Macron ve Feyruz…, Hediye Levent

Macron ve Feyruz…, Hediye Levent

Fransa Cumhurbaşkanı Emmanuel Macron, Beyrut Limanındaki patlamadan sonra ikinci kez Lübnan’daydı. Ziyaretin zamanlaması, Bölgenin Efsanevi Sanatçısı Feyruz ile yapılan görüşme, Macron’un açıklamaları ve tabii ki basın ekibinin fotoğraf seçimi dahil oldukça dikkatli çalışması ziyareti daha da dikkat çekici hale getirdi.

1 Eylül 1920 Lübnan’ın Osmanlı devleti çekildikten sonra Lübnan’ın Fransız mandasına geçişinin resmi tarihi. Lübnanlılar çoğunlukla bu tarihi 1946’da Fransızların çekilmesi ile birlikte bağımsızlığına kavuşan Lübnan devletinin kuruluşu olarak kabul eder. Kısmen doğru bir değerlendirme sayılabilir. Lübnan kelimesinin kullanıldığı, bir anayasanın hazırlandığı, devletleşme sürecinin başladığı tarihtir 1 Eylül 1920 ancak Fransız mandası altında. 

Macron da ziyaretini bu tarihe ve Grand Liban veya Büyük Lübnan’ın kuruluşunun yıl dönümünde gerçekleştirdi. 

Bir kez daha belirtmekte fayda var ki, Lübnan’ın din mezhep esaslı anayasasının mimarı Fransa idi ki, iç savaştan sonra devletin dinlere ve mezheplere göre yeniden düzenlenmesini sağlayan zemini Fransa düzenledi, iç savaş sonrası şartlar sistematikleştirdi.

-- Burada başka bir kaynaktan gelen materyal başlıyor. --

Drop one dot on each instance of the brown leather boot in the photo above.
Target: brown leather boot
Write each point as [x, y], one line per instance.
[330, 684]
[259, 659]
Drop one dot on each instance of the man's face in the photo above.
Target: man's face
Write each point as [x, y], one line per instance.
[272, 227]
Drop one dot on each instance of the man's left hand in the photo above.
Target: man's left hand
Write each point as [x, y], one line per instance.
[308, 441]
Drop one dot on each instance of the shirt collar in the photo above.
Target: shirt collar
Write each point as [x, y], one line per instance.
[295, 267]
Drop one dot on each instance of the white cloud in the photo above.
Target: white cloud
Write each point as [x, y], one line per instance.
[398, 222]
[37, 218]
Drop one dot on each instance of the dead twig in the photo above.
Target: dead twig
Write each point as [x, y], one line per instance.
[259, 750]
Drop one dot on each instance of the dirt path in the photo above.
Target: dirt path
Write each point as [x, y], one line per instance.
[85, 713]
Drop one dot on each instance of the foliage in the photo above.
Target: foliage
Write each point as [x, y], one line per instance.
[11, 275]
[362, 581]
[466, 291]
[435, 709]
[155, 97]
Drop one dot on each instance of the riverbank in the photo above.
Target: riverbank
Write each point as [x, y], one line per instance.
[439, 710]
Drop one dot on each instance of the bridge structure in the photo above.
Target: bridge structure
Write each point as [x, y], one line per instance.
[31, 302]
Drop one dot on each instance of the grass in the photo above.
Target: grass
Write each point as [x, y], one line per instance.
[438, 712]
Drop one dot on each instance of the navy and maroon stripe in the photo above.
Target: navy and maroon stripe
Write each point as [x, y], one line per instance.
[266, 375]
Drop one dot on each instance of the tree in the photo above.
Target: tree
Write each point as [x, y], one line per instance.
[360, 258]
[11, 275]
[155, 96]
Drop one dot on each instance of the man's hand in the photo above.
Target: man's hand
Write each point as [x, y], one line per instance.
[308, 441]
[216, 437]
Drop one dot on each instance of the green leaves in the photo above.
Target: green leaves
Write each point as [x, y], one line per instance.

Bu sistem Lübnan’ı yolsuzlukla boğuşan, bir türlü Lübnanlılık kimliği oluşturamayan, ülkenin köy köy, mahalle mahalle, sokak sokak bölünmesine yol açan, siyasi istikrarsızlığın artık kanserleştirdiği bir ülke haline getirdi. 

Lübnan’daki bu sistem birçok ülke gibi Fransa’nın da nüfuzunu korumasını ve derinleştirmesini sağladı. 

Bu sistem Lübnan’ı akıl almaz ihmaller zinciri sonucu kanlı bir patlamanın sahnesine dönüştürürken, ülke ekonomik ve siyasi krizle uçurumda asılı dururken Lübnan’da zaten hep varolan ülkeler bir kez daha sahneye çıkmaya başladı.

Şüphesiz en dikkat çekici olanı da Macron oldu. 

Macron’un “Eski sömürge geri döndü” yorumlarına sebep olan ziyaretinin zamanlaması dışında içeriğinin de titizlikle hazırlandığı açık.

Mesela Feyruz-Macron görüşmesi…

Feyruz, Lübnanlı fakir, Hristiyan ve muhafazakar ailenin bir çocuğu olarak dünyaya gelir. Evlerinde radyo yoktur. Pencere kenarında oturup komşu evlerin radyolarında çalan şarkıları ezberler yıllarca. Babası kilise korosunda şarkı söylemesine izin verir ancak radyoda şarkı söyleyebilmek için onay alması pek de kolay olmaz.

Feyruz’u Feyruz yapan, efsaneleştiren, birbirine düşman tarafların bile saygı gösterdiği noktaya taşıyan faktör elbette fakirlikle örülü zorlu yaşam hikayesi değil.

Feyruz, bir şarkıcı olarak yeteneğinin dışında bir duruş gösterebildiği için siyasetler, krizler üstü bir noktada hâlâ.

Hep anlatılır; Lübnan’da 15 yıla yayılan iç savaş sürerken, Beyrut sokak sokak ve hatta bina bina bölünmüşken Beyrut’un birbirine düşman cephe gerilerine geçebilen, hatta konserler verebilen tek isim olarak bilinir. 

Feyruz’un Lübnan iç savaşından sonra yanmış/yıkılmış Beyrut’u betimlediği, iç savaşın izlerini hâlâ canlı tutan, dinleyenleri hâlâ hüzünlendirebilen Beyrut’a ağıtı Li Beyrut şarkısını birçok kişi bilir. Ancak Feyruz’un Lübnan ve Beyrut dışında Kudüs’e, Bağdat’a, Şam’a, Kahire’ye sahip çıktığı; bir taraftan Arap milliyetçiliğinin sindiği diğer taraftan Filistinlilere seslendiği çok sayıda şarkısı da var. 

Bunlarla da yetinmez Feyruz; günümüz Arap dünyasının yanı sıra bu coğrafyanın tarihi değerlerinin de unutulmaması için çaba gösterir. Mesela, günümüzde Suriye toprakları içinde kalan ve en son IŞİD’in antik tiyatroda çocuklara toplu infaz yaptırdığı Palmira’nın kraliçesine, Zenobia’ya da şarkılar söyler.

Feyruz hep yapıcıdır, doğrudan değil ama şarkıları, açıklamaları, rol aldığı film/dizi/belgesellerde barışçıl mesajları ısrarla vermeye devam eder.